Lenders may respond by lengthening loan maturities, putting even more pressure on borrowers with weak credit, Hall said.

"Sales are going to fall, production is going to fall, and prices are going to have to fall," he said. Consumers will probably hold onto their current cars for longer, he said, resulting in tighter competition among lenders.

In the rate-rise scenario modeled by the economists, car manufacturers would may have to lower production by 12 percent, resulting in a short-term annual sales decline of 3.25 percent, according to Hall, Adam Copeland, a research officer at the Federal Reserve Bank of New York, and Louis Maccini, a professor emeritus at Johns Hopkins University, who co-published their findings last month.

Cheap funding and pent-up demand have accelerated sales in recent years. New cars and light trucks, which comprise almost a quarter of U.S. durable-goods expenditures, are on track to have the best year since 2006, boosting car-makers' profit margins also toward record highs.

That's occurred as more Americans finance their purchases.

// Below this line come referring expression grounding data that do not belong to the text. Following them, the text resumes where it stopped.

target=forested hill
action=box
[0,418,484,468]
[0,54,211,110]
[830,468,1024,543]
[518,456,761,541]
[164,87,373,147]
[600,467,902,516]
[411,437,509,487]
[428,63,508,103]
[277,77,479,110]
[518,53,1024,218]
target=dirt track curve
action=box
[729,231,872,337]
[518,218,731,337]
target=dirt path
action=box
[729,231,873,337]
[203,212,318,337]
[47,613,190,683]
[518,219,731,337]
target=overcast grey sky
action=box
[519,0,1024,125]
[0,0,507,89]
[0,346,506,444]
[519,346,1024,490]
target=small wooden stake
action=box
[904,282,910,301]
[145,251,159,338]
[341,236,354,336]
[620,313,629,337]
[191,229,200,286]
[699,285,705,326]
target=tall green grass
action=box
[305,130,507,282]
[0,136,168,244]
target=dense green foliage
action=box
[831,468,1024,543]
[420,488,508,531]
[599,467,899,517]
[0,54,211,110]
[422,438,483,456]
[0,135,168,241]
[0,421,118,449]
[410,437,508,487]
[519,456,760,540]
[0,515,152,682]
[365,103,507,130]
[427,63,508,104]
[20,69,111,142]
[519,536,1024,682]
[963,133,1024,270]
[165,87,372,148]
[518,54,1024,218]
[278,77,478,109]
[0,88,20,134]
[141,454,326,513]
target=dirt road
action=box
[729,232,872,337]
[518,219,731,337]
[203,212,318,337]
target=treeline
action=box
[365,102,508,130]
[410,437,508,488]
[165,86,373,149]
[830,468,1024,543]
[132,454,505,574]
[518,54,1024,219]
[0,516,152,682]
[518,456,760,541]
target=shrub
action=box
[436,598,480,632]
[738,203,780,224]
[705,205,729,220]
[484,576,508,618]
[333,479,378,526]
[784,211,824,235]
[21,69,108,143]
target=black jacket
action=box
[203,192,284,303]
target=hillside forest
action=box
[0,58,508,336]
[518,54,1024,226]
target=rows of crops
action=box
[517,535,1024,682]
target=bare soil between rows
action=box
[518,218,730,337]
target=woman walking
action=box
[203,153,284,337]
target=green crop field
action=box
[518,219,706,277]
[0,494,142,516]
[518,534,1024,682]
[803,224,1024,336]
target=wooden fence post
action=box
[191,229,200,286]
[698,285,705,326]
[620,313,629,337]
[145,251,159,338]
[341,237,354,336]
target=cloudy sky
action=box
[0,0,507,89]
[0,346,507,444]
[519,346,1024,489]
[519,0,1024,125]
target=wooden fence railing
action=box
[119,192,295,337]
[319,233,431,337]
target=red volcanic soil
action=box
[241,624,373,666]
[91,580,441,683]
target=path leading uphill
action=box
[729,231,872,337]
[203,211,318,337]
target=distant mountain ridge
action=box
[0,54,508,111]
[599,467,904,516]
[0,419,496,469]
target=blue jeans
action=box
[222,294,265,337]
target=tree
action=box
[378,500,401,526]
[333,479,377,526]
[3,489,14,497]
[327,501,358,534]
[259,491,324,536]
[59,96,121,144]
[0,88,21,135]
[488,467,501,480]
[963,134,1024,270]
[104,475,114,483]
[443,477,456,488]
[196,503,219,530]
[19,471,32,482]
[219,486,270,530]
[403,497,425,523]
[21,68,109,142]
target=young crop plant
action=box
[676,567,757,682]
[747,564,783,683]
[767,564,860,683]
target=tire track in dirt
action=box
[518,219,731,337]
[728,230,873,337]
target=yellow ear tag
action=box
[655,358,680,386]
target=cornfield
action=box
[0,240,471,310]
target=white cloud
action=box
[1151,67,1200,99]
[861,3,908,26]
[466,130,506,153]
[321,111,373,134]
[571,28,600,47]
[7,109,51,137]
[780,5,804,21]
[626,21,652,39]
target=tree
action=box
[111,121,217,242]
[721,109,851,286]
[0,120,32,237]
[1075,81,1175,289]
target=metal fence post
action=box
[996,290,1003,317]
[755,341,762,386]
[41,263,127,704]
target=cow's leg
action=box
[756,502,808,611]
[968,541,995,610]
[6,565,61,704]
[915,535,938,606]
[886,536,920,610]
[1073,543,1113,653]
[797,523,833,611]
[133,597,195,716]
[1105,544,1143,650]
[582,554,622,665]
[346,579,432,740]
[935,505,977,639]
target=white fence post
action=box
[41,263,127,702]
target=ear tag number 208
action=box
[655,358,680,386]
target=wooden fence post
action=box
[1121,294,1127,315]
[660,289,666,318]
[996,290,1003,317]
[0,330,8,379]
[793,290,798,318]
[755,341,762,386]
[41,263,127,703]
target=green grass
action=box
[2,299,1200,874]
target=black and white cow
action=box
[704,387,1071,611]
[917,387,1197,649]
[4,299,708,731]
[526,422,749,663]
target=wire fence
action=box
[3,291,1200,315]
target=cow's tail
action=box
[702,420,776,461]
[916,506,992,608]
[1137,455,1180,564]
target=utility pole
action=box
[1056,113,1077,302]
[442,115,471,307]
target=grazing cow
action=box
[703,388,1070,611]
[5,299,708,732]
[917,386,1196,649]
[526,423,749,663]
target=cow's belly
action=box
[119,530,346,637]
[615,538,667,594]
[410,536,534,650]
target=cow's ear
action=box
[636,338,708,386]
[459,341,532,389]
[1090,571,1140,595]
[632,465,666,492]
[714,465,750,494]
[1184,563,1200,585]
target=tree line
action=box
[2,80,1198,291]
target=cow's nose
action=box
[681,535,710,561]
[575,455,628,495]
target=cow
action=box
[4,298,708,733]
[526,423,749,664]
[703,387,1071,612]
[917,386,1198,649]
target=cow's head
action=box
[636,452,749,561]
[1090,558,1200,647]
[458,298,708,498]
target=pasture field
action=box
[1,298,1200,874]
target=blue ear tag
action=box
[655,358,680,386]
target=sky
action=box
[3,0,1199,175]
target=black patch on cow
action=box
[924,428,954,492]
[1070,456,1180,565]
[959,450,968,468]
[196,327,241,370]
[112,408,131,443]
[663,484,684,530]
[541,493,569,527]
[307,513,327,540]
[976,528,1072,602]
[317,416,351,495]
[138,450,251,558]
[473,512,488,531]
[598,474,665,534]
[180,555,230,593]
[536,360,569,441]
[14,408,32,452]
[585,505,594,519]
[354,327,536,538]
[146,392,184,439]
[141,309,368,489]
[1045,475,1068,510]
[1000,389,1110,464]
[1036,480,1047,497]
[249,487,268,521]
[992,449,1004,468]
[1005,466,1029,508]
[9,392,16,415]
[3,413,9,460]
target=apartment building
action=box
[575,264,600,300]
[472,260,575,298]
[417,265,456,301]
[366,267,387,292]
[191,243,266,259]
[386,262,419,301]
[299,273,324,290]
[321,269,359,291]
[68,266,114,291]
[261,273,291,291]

U.S. consumers took out $101 billion in car loans over the 12 months through June, outstripping the pace of growth for other kinds of consumer debt, including mortgages, recent Federal Reserve data show.

Were borrowing rates to rise one percentage point, car manufacturers could respond by lowering production by 12 percent, or 170,000 cars, leading to a short-term annual sales decline of 3.25 percent, according to Hall, Copeland and Maccini.

"When borrowers see rates falling, they refinance and they look for longer terms, but when rates rise, borrowers are also willing to lengthen their terms," Hall said.

Loan lengths are already a concern among investors in bonds backed by auto debt, who are especially worried about the increase in subprime borrowers, a growing percentage of whom buy used vehicles, according to Wells Fargo data.

This comes as the rejection rate for new car loan applicants falls to a record low 3.3 percent, according to the New York Fed. That increases the risk that some buyers will have loan balances that are more than their vehicles are worth.

Bond researchers have noted this issue, and they point out that auto finance companies have been extending loan maturities even as rates have remained at historic lows. This has been a byproduct of steep competition leading some lenders to accept more risk.

"Investors in those bonds are well aware of consumer behavior," according to Kevin Tynan, a Bloomberg Intelligence automobiles analyst.

"To think the consumer isn't going to take that longer loan is silly. It's all about the monthly payment. They'll do whatever they can do to get that payment under their monthly budget. That is how we buy cars in the U.S."